US President Joe Biden promised big when he took over the White House in January 2021, but a year into his presidency, his major legislative priorities, ranging from infrastructure to climate change to voting rights, have stalled in a deeply gridlocked US Congress. Under mounting pressure as his approval ratings plunge to record lows, Biden saw an opening and is seeking to cling onto it.

On Friday, US chip giant Intel announced a $20 billion investment in a new semiconductor plant in the US state of Ohio. Biden sought to seize on the opportunity to resurrect an important element of his legislative agenda - a $52 billion investment bill in the chip sector. Celebrating Intel's announcement at the White House, Biden said that "China is doing everything it can to take over the global market so they can try to outcompete the rest of us."

By now, no one should be surprised at US politicians' trick of playing up the imaginary "China threat" theory for their own political expediency. In this regard, Biden is just emulating his predecessor Donald Trump. However, as with any ill-advised policy, the US' attempt to shut down China's semiconductor industry and preserve its hegemony is not only doomed to fail but could also backfire.

The biggest flaw in the US' attempt is the failure to recognize the nature of the global semiconductor industry. US politicians' narrow-mindedness and zero-sum mentality obscures their vision to see that the chip supply chain is a highly globalized one with various countries performing different roles. As much as US political leaders try to hyping up the "China threat" theory in chips, the US is still leading in various aspects, including design.

However, it is also certain that the US will not dominate the entire global chip supply chain - from research to design to manufacturing to application - by itself. Any suggestion it could is simply delusional. But that's what the US is clearly trying to do, as it has moved to crack down on China's chip industry, imposing sanctions and restrictions on Chinese technology companies and other means. It wants China completely out of the global chip supply chain, but what it will see could be an even stronger Chinese chip industry.

China has been lagging behind other countries in various aspects of the chip industry. But it has been rising rapidly over the past several years. For example, the Chinese mainland accounted for only 3.8 percent of global chip sales in 2015, but it captured 9 percent of the global semiconductor market in 2020, closely following Japan and the EU, according to the Semiconductor Industry Association (SIA).

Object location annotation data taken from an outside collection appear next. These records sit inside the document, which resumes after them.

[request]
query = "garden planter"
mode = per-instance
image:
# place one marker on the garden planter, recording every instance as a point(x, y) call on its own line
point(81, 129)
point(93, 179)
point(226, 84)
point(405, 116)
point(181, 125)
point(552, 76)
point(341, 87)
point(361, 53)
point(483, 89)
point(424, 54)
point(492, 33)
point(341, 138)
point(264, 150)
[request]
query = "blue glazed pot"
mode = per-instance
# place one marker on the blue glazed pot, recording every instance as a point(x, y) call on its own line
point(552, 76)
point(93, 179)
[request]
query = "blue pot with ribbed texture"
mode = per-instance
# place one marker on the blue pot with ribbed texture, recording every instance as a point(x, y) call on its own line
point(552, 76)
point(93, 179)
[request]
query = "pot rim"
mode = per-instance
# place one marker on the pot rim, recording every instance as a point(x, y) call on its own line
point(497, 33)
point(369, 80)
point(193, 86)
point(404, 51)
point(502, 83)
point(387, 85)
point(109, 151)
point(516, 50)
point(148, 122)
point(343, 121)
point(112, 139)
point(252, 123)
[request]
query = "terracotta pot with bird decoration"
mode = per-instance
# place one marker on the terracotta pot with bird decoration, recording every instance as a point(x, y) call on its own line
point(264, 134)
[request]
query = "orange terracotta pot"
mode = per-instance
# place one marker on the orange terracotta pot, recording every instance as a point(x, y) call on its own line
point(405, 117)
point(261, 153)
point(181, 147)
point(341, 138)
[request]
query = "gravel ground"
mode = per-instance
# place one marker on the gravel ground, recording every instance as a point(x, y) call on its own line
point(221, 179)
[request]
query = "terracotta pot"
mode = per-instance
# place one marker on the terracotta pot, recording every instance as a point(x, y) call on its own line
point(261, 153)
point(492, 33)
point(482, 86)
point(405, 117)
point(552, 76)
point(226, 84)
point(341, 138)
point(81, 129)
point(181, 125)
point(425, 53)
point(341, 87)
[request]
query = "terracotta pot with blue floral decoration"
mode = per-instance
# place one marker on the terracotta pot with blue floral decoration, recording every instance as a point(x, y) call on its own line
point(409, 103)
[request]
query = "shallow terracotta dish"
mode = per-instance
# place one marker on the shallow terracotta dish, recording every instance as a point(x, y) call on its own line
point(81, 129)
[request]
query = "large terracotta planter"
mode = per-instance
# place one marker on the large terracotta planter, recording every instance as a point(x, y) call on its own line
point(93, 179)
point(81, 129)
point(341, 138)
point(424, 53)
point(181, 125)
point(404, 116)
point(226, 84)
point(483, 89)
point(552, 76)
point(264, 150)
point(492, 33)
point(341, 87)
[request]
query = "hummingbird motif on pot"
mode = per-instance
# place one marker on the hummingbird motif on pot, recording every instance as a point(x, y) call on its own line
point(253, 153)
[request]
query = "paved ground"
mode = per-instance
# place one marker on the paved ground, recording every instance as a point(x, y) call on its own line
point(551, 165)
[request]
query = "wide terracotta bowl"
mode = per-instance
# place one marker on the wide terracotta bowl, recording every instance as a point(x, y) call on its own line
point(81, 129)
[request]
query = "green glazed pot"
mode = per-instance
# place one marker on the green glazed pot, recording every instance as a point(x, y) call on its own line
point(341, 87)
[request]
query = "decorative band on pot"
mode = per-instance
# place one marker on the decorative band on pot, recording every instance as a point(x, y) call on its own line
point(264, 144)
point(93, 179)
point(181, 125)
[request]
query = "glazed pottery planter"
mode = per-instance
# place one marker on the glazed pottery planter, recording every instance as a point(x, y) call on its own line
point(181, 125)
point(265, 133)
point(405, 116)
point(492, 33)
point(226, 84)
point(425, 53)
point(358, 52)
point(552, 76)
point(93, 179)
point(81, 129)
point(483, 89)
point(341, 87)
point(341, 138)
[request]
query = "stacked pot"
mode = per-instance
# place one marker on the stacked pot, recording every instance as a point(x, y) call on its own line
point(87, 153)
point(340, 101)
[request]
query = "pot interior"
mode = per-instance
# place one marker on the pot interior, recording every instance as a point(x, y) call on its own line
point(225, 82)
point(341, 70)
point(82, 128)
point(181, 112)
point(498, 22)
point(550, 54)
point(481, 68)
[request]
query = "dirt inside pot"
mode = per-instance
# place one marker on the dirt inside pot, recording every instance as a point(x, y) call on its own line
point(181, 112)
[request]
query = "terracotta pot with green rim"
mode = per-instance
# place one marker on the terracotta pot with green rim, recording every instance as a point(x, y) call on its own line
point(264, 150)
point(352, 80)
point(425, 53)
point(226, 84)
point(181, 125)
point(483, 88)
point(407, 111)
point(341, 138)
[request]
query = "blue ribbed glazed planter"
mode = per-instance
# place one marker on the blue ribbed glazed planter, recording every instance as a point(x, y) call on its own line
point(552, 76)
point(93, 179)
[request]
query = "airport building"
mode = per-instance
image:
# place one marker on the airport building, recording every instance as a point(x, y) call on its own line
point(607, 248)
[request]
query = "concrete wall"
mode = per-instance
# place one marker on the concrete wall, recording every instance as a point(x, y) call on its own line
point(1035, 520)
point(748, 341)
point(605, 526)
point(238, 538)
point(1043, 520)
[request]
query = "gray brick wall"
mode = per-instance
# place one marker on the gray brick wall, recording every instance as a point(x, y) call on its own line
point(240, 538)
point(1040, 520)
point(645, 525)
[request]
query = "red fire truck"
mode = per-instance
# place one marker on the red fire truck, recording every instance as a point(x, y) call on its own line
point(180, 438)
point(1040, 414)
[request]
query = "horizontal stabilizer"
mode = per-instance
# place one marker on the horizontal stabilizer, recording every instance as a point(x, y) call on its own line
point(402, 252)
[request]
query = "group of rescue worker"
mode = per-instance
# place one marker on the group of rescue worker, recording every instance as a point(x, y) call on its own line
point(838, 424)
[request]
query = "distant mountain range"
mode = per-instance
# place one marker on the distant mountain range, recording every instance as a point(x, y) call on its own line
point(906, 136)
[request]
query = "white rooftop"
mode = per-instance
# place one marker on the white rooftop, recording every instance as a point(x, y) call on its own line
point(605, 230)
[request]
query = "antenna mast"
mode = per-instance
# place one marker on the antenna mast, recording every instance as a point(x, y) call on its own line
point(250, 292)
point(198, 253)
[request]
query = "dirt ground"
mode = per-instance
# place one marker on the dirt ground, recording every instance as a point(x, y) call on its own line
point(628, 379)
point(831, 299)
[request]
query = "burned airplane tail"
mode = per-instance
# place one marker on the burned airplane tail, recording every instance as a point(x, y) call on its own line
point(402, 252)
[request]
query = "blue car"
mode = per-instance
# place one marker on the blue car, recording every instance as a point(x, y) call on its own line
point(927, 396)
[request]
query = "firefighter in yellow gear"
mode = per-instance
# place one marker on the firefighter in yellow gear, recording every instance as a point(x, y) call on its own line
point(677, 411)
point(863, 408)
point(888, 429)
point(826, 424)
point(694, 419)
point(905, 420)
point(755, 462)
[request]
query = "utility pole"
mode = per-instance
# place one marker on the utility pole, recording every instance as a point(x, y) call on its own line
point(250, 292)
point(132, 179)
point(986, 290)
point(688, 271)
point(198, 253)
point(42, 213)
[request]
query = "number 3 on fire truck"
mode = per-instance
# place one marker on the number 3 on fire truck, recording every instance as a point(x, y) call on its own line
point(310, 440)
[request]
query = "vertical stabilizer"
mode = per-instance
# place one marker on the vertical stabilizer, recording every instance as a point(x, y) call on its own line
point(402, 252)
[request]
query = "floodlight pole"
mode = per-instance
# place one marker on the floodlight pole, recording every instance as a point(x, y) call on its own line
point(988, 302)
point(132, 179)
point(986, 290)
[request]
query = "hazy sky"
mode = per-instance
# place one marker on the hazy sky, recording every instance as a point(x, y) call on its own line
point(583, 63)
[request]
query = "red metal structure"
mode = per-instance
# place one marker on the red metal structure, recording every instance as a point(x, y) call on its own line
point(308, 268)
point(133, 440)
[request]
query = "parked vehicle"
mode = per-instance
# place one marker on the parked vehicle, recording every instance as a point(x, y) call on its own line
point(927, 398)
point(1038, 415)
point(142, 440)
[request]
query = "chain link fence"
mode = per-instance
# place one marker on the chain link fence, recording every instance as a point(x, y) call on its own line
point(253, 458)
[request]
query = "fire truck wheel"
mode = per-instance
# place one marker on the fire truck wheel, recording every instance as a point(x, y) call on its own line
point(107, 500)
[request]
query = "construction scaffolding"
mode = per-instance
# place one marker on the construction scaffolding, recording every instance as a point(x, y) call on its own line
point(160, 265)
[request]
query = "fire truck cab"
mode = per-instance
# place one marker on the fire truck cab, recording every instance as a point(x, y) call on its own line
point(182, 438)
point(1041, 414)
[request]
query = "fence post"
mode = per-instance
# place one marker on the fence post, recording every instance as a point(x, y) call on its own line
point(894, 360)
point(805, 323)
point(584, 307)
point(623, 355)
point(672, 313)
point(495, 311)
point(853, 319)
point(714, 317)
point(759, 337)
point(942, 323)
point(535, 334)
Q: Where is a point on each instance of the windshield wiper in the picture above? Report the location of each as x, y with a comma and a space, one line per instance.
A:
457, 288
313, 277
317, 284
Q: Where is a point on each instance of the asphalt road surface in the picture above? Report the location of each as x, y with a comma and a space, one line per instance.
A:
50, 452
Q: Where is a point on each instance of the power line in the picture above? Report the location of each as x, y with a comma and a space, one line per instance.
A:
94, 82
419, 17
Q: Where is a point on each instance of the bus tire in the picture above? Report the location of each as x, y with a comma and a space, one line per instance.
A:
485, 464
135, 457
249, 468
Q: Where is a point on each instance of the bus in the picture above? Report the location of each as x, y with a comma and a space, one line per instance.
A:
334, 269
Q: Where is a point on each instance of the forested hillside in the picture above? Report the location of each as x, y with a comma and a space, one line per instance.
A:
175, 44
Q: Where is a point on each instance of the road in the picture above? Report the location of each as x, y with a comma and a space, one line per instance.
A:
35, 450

Behind that rise is an unprecedented annual growth rate of 30.6 percent registered by the Chinese semiconductor industry, said the SIA, which estimates that China could capture as much as 17.4 percent of global market share by 2024, if it maintains a 30 percent compound annual growth rate over the next three years.

Other areas that have seen rapid development in the Chinese semiconductor industry is the surging number of new companies, which reached 15,000 in 2020, focusing on a niche within the chip supply chain.

There are also at least two areas where the US cannot completely erase China's role: manufacturing and application market. China for the time being might not be able to produce the most advanced chips, but it has the most efficient and complete manufacturing supply chain that can produce many widely used chips; whereas US manufacturing sectors have been lagging for years. China also has the biggest market for application of chips, which could in turn support research and development for the long-run.

Obviously, China has made significant investments in many areas of the semiconductor industry over the years, so did many other major players, including South Korea, the EU and the US. That should be normal for countries to do so in such a competitive and lucrative industry. However, what makes the US' attempt so vicious is its attempt to crack down others. Such ill attempt will not hold back the development of China's semiconductor industry, and instead, could hurt the US' own industry.